The code below is vulnureable to XXE
const xml2js = require('xml2js');
const parser = new xml2js.Parser();
// Parse the user-provided XML data
parser.parseString(req.body.xmlData, (err, result) => {
if (err) {
// Handle the error
} else {
// Do something with the parsed data
console.log(result);
}
});This code uses the xml2js library to parse XML data provided by the user in an HTTP request. However, if the XML data contains an external entity declaration, it can be used to read sensitive files on the server or make network requests to other servers.
For example, if the user supplies the following XML data in the request:
<?xml version="1.0"?>
<!DOCTYPE data [
<!ENTITY file SYSTEM "file:///etc/passwd">
]>
<data>
<secret>&file;</secret>
</data>The xml2js parser will try to read the /etc/passwd file on the server and include its contents in the secret element of the parsed data. This could potentially expose sensitive information, such as user account details, to the attacker.

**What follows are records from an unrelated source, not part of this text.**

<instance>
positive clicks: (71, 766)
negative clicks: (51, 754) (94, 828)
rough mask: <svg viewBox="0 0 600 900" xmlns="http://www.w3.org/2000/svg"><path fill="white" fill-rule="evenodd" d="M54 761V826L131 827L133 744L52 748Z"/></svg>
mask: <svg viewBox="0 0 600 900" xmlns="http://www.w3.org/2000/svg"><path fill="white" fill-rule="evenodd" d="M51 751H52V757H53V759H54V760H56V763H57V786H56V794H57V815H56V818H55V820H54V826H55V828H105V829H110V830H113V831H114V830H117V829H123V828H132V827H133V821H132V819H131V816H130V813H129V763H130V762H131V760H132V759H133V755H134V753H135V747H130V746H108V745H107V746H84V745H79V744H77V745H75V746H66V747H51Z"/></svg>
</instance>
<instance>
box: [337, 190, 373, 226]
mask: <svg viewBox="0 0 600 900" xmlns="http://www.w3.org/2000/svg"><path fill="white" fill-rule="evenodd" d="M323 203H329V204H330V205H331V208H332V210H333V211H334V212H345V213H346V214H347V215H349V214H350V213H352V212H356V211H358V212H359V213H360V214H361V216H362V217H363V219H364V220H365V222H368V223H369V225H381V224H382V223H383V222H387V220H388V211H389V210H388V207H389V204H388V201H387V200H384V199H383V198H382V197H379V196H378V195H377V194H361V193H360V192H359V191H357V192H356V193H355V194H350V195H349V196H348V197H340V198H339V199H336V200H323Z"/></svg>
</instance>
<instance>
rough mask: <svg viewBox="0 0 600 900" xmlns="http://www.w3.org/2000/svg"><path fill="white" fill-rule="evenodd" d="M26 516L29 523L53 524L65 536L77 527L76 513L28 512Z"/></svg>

To prevent this type of attack, it's important to properly configure the xml2js parser to disable external entity processing. This can be done by setting the xml2js options to include the explicitCharkey: true and explicitArray: false flags:
const xml2js = require('xml2js');
const parser = new xml2js.Parser({
explicitCharkey: true,
explicitArray: false
});
// Parse the user-provided XML data
parser.parseString(req.body.xmlData, (err, result) => {
if (err) {
// Handle the error
} else {
// Do something with the parsed data
console.log(result);
}
});With these options set, the xml2js parser will treat external entity declarations as ordinary character data, rather than trying to resolve them, which will prevent XXE attacks.